# do grounding cable clips exist for shielded twisted pair cable?



## lortech (Mar 7, 2012)

I have a client with existing shielded twisted pair that is not grounded. the existing shield and drain wire are to short to attach to the nearest ground screw. Does anyone know if a grounding clip with drain wire attached, can clip onto the cat5 cable shield that is pulled back on the cable?


----------



## HARRY304E (Sep 15, 2010)

lortech said:


> I have a client with existing shielded twisted pair that is not grounded. the existing shield and drain wire are to short to attach to the nearest ground screw.
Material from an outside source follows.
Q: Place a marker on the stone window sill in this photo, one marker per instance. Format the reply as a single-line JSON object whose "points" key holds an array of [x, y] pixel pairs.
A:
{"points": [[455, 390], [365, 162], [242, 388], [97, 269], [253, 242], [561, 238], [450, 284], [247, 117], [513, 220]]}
Does anyone know if a grounding clip with drain wire attached, can clip onto the cat5 cable shield that is pulled back on the cable?



I could not find anything like that,maybe you can pull in a new line and ground it properly .


----------



## sarness (Sep 14, 2010)

There's special terminations to bond the shield, typically just a mount to tywrap the shield to a spot on the panel. 

Don't need anything special, just tywrap a small gauge wire to it and bond it.


----------



## Stuff (Oct 14, 2012)

Are you saying that you are not using a grounded and shielded patch panel? Much easier and then just use standard shielded cables without an exposed drain wire.


----------



## lortech (Mar 7, 2012)

*This is existing cable done by a prior tech*

WO was only asked to get two printers up and running with this existing lan network. 

I started to tone out the existing jacks and found the tick tick tick sound from tone probe at the patch panel. 

There was one jack hanging down from box that had a metal shield that wraps around the jack BUT the cat5 box was plastic, not metal.The other jack had no shield and both jacks where found hanging down. Seems resteraunt staff were trying to troubleshoot it and left it this way. I did not have this style of jack and the WO was only to get the printers up and running. If no ground clip does not exist, then in the future, if the restaurant approves it, replace existing plastic jack mount boxes with metal and install special plates.


----------



## sarness (Sep 14, 2010)

Must likely that's an old setup when they used cat5 for rs232 instead of ethernet.


----------



## Ty Wrapp (Aug 24, 2011)

Maybe this will help...

http://www.electricmotioncompany.com/emc.php?type=shield&sub=Rocket 88 Cat 5 Cable Shield Connectors

Found another one...

http://www.electricmotioncompany.com/emc.php?type=misc&sub=Shield Connector for Cat 5 Cables


----------